Antes restrito apenas a policiais, agentes de segurança e promotores, o porte de arma foi flexibilizado agora a cidadãos que detém mandato eletivo, advogados - que atuem como agentes públicos -, jornalistas, agentes de trânsito, motoristas de veículos de carga, proprietários rurais e até conselheiros tutelares e agentes socioeducativos. As alterações feitas por Bolsonaro permitirão que 19 milhões de brasileiros possam ter porte ou posse de arma em função da categoria profissional, segundo dados do Instituto Sou da Paz, ONG nacional que contribui para efetivação de políticas públicas de segurança e prevenção da violência.
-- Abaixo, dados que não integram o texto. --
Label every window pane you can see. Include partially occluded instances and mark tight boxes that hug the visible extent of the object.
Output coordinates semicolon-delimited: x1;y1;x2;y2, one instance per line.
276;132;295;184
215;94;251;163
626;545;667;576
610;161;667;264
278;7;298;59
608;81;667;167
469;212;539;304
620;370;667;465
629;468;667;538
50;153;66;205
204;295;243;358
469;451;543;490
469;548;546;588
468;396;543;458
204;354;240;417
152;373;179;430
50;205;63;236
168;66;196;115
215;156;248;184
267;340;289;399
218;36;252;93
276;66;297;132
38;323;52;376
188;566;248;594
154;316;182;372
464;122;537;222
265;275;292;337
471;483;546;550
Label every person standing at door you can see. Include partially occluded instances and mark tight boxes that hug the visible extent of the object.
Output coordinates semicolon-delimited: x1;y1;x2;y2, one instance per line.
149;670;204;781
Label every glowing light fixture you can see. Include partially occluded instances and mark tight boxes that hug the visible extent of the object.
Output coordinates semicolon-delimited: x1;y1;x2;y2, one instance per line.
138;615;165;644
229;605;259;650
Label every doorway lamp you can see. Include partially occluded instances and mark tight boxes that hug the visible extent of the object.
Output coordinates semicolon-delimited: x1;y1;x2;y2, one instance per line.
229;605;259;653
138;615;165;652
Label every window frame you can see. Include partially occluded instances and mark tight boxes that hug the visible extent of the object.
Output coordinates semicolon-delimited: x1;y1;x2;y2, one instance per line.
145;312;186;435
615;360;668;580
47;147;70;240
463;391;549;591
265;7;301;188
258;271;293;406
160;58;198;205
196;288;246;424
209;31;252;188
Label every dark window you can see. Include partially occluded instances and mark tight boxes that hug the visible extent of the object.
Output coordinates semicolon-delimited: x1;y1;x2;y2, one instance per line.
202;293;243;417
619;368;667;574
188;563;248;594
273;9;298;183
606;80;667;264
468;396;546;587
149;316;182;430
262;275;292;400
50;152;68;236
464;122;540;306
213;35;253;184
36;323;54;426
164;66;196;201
A Organização Mundial da Saúde (OMS), contudo, aponta que o Brasil ocupa a 9ª posição no ranking de homicídios e, para o advogado criminal Ronald Pinheiro, apesar dos avanços na segurança pública em Alagoas, o estado ainda possui índices de violência consideráveis. “Vejo com cautela qualquer norma que vise facilitar o acesso da população a armas de fogo. Vale lembrar, também, que as organizações criminosas podem se beneficiar da flexibilização das normas relacionadas a aquisição de armas. Nesse sentido, não acredito que a facilitação da aquisição de armas possa combater a criminalidade, podendo, inclusive, instigar a violência”, destacou. O advogado acrescenta, ainda, que a aptidão psíquica deve ser observada a partir do momento em que indivíduo demonstra o desejo de possuir uma arma. “O sentimento de insegurança é muito forte entre os alagoanos e entre os brasileiros de um modo geral. Em razão disso, as pessoas buscam formas para se sentir seguras. Mas vale lembrar que o decreto é voltado para a facilitação da posse de armas, não do porte, de modo que a percepção de segurança trazida pela arma de fogo não acompanhará o cidadão em toda a rotina diária”. “Além disso, é necessário esclarecer que só haverá legítima defesa quando forem usados meios moderados para repelir a agressão injusta, nos termos estabelecidos pelo Código Penal. Dessa forma, o cidadão alagoano não pode ser induzido a pensar que o instituto da legitima defesa poderá se aplicado sempre que a vítima revidar ataques, pois os excessos podem ser punidos’, acrescenta. Ronald também ressalta que, tanto a redução na pena quanto a permissão do porte e posse de arma, pode fomentar ainda mais a criminalidade. “Esse risco existe, pois com a inclusão de mais armas na sociedade, mais pessoas poderão portar o artefato inclusive por confundir a posse com o porte”, frisou.